Course blog for American University PERF-570, Fall 2014
When I see this post, I feel sorry for those breakers especially for those who have been arrested and leaved criminal record for their rest of life. Life is not easy for most of them, and one of them says “If he finds a steady job as a janitor, he said, he’ll stop hitting”. Subway dancing make them live a better life, to pay their tuitions, rent and even support family. To them, street/subway dancing is also a way to express themselves and be educated in the field, like one family that “the parents can’t afford to send their kids to formal dance classes, but the streets and trains have provided the boys with a rigorous, if informal, education”. However, I can also understand the complain from passengers, though I haven’t experience that, that too much subway dancing is kind of annoying and disturbing. The tension seems not to be eased off.

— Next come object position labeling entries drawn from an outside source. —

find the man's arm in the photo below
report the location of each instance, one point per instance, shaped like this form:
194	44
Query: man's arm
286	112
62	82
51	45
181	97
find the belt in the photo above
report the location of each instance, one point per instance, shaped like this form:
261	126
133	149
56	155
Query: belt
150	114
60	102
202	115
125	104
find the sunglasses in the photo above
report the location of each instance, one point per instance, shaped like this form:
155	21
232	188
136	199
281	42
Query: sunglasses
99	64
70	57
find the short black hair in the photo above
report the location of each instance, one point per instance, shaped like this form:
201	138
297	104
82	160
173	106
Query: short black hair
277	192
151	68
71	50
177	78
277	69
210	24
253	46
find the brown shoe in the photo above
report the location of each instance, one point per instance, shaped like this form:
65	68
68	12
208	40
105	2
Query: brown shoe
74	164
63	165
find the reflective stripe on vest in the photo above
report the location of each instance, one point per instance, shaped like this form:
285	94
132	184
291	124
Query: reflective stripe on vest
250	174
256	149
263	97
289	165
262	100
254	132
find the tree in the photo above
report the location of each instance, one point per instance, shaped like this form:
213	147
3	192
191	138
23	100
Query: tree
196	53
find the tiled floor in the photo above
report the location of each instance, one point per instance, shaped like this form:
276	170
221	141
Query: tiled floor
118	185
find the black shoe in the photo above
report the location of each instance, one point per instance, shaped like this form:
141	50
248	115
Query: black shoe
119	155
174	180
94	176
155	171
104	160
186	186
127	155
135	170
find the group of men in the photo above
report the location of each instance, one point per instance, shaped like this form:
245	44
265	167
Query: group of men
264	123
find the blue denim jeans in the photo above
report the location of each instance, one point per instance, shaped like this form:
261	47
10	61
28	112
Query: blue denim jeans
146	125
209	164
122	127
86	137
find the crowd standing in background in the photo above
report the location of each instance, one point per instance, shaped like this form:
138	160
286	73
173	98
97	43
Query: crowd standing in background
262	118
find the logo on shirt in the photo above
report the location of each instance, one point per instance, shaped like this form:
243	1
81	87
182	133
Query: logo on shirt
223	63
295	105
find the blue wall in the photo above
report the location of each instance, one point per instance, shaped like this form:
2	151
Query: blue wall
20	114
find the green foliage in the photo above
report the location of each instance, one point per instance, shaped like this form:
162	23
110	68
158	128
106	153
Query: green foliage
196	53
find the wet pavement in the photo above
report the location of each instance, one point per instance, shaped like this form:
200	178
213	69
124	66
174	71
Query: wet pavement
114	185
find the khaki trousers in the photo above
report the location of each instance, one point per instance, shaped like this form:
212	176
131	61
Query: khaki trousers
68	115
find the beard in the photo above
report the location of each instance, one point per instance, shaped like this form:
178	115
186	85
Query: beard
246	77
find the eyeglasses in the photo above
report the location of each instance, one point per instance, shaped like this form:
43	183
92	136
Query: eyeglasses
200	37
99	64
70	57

Another emerging dance form site-specific dance that is well choreographed, organized and presented in specific sites comes to my mind. To figure out if there is a solution to help, let’s compare the street/subway dance to site-specific dance. The common place is that they all performed in the public sites, and rely on surrounding environment. And the major differences in my eye are: 1) Performers in site-specific dance are hired and a team or company supports the whole process, while street dancers usually dance for their own individually or in a team. 2) The organizer of site-specific dance asks for permit or is able to get the permit for performing in specific sites, while street dancers don’t or are not able to do that. So can we create street dance organization (maybe nonprofit) to hire those talented dancers to perform on the street/subway, where we are able to gain permit? I think the people in charge will take more seriously in an organization than just individuals. The image might be impractical, but what’s the limitation? Hope anyone can answer my concern.